Most people don’t have an extensive science-based education, and unless you’ve started or completed a science degree, your science education probably ended in high school. You’re getting most of your information about medical science, treatments, drugs, and diseases from the media – newspapers, TV, online. But how much of that information is accurate? Is what you read and hear misleading?
These questions were the focus of a recent study by researchers at the University of Alberta in Canada, who examined more than five hundred newspaper articles about the results of clinical trials involving either pharmaceutical drugs or herbal remedies. They also studied the clinical trials to which the newspaper articles referred.
So what did they find?
- The media tended to under-emphasize the risks when reporting on both pharmaceutical trials and herbal remedy trials.
- Disclosure of trial funding and any conflict of interest of researchers was largely absent for both types of clinical trial.

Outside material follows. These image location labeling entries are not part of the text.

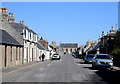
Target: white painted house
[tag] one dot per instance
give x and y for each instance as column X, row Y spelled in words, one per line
column 30, row 41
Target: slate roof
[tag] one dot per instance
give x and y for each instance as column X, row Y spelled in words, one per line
column 19, row 27
column 40, row 46
column 69, row 45
column 12, row 32
column 7, row 39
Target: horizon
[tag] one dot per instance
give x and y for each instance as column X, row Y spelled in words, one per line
column 65, row 22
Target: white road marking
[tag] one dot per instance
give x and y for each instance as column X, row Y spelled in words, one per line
column 48, row 65
column 41, row 69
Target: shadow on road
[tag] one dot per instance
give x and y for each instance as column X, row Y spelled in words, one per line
column 110, row 77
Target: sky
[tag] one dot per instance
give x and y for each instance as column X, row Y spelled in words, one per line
column 66, row 22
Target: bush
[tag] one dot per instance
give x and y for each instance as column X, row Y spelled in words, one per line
column 116, row 57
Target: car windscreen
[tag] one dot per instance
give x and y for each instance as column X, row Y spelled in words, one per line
column 103, row 57
column 55, row 54
column 91, row 56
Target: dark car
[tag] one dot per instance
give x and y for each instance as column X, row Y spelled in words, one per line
column 76, row 55
column 55, row 56
column 88, row 58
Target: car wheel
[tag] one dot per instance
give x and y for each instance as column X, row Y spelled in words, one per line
column 85, row 62
column 93, row 66
column 111, row 68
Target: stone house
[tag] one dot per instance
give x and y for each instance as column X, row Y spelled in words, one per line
column 69, row 47
column 11, row 42
column 30, row 41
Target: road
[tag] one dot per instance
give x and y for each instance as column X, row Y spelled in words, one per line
column 68, row 69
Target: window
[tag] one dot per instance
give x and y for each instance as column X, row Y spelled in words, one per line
column 30, row 35
column 19, row 53
column 25, row 32
column 16, row 53
column 66, row 50
column 11, row 54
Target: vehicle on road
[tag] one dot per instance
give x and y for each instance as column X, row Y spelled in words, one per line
column 76, row 55
column 88, row 58
column 55, row 56
column 102, row 61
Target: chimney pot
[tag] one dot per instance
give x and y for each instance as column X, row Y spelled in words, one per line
column 22, row 22
column 112, row 27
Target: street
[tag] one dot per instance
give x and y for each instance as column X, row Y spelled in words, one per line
column 68, row 69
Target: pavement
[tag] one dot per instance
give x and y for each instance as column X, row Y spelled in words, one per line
column 116, row 68
column 68, row 69
column 18, row 67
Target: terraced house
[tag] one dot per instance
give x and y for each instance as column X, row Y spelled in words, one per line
column 30, row 41
column 11, row 43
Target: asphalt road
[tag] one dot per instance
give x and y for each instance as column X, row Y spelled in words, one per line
column 68, row 69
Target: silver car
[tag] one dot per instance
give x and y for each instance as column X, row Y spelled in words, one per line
column 88, row 58
column 102, row 61
column 55, row 56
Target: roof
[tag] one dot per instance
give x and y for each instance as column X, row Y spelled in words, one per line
column 12, row 32
column 8, row 39
column 19, row 27
column 69, row 45
column 40, row 46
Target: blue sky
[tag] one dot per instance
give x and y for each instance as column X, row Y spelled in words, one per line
column 66, row 21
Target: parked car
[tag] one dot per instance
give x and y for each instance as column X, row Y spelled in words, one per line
column 88, row 58
column 102, row 61
column 55, row 56
column 76, row 55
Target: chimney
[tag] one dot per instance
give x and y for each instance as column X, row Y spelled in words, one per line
column 112, row 28
column 21, row 22
column 11, row 18
column 4, row 10
column 102, row 33
column 5, row 14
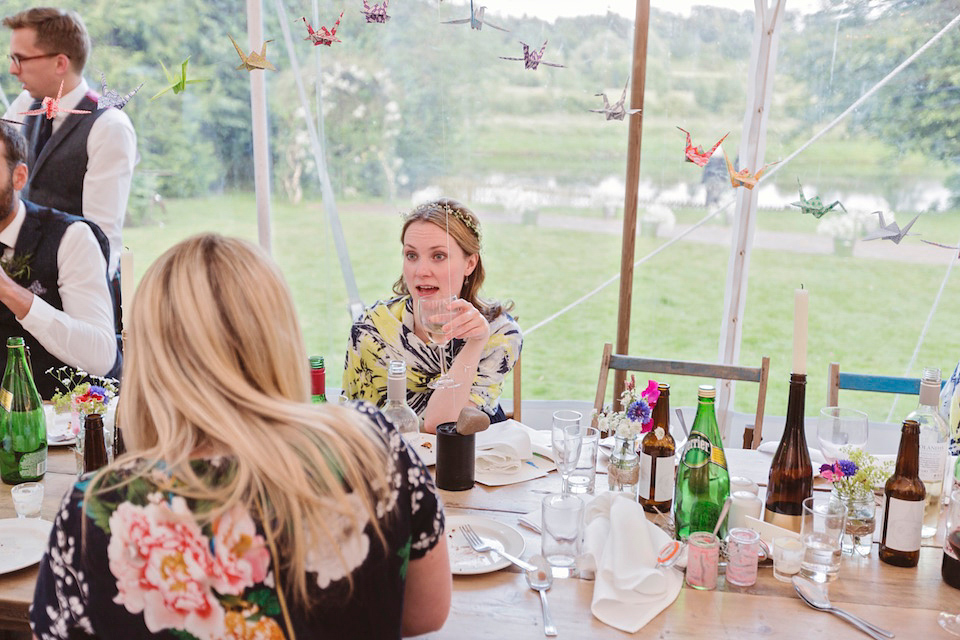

- Errors of omission were common in both types of trial. Newspapers tend to omit important information such as sample size, dose, and methods, from reports about clinical trials.
- For pharmaceutical trials, the main focus of the article was the trial. For herbal remedy trials, around one third of the article would focus on other issues about the use of herbal remedies.
- In almost all articles about both types of trial, the main benefit cited was improved health or expanded treatment options.
- The media relies predominantly on sources such as clinicians, physicians, satisfied patients, and patient advocate groups, but does not disclose any information about ties to industry, or conflict of interest, for any sources.
- Articles about pharmaceutical trials are more likely to be positive in tone, while articles about herbal trials are more likely to be negative or skeptical in tone. However, the researchers point out that the herbal remedy trials they examined were slightly more likely to include negative results – and this partially accounts for the noted different in reporting by newspapers.
Overall, the researchers have concluded that it is virtually impossible for the public to assess whether or not research is credible based on newspaper articles. Articles published by researchers in scientific journals tend to be liberally peppered with qualifiers such as might, should, possibly, perhaps, and maybe, but these don’t always make it to newspaper reports.
So what’s the message? Simply that it’s important to take the media with a grain of salt when it comes to medical reporting – and remember even when statistics are accurate, they can be misleading when presented in a certain way.